I've now completed my first trip - You'll find an account in my motorhomefacts blog

My Swift bolero has been great and apart from a light going( very quickly relaced by swift and Spinneys) has worked perfectly. The van is well made and well designed and hopefully will give many uears of service. Well done to Spinneys and Swift.

I'd also like to thank:

Dave Newell for the cruise control
Vanbitz for the alarm
Beeny Boxes for a Beeny Box!

All of whom have provided an excellent product and an excellent service.

Mick Hazelgrove


----------



## hilldweller (Mar 8, 2008)

Spinney are consistently coming across as one of the good guys.
Big enough to be able to go the extra mile and small enough to care.

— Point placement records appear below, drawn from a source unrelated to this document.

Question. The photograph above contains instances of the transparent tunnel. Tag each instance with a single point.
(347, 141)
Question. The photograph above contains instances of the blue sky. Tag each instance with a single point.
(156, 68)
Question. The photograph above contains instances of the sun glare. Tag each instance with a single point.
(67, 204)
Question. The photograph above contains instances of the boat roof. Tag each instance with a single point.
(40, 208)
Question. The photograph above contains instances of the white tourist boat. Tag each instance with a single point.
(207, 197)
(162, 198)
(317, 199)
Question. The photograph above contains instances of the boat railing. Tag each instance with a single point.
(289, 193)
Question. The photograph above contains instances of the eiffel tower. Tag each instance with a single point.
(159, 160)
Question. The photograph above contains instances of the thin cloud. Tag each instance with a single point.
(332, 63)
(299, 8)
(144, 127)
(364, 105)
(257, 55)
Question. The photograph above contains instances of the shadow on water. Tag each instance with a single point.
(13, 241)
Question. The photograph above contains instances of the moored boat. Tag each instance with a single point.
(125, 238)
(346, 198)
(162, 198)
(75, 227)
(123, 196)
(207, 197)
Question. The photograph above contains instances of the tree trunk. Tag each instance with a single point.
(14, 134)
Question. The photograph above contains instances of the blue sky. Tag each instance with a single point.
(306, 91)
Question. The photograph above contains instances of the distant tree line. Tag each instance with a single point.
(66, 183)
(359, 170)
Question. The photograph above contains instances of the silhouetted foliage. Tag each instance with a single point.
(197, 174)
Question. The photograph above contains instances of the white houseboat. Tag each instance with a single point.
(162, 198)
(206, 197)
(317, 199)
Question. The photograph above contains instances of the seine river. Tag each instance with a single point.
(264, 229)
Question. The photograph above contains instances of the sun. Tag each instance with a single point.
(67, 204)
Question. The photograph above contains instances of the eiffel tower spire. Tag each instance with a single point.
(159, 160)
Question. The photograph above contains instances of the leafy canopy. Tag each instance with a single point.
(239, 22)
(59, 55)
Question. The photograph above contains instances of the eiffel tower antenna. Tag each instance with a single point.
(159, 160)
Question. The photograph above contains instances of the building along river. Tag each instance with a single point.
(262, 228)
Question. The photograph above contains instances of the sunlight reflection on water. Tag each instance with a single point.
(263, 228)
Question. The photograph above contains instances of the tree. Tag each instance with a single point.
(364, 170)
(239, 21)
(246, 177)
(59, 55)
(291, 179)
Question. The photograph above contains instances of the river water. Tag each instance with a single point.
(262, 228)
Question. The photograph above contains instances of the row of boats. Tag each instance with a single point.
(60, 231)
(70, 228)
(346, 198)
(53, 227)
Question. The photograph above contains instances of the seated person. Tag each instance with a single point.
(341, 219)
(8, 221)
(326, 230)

Good to here the successes. Keep it up.


----------



## SwiftGroup (Jun 27, 2007)

*Thanks*

Thats nice to hear Mike.

Glad you had a good first outing

Regards
Kath


----------



## Briarose (Oct 9, 2007)

Hi great to hear you are as thrilled with your Bolero as we are with ours. Look forward to reading your blog.


----------



## mhaze (Oct 8, 2007)

We,ve had a second trip now but it was fortunately rather uneventful but very relaxing so I won't write it up lest I send you all to sleep


----------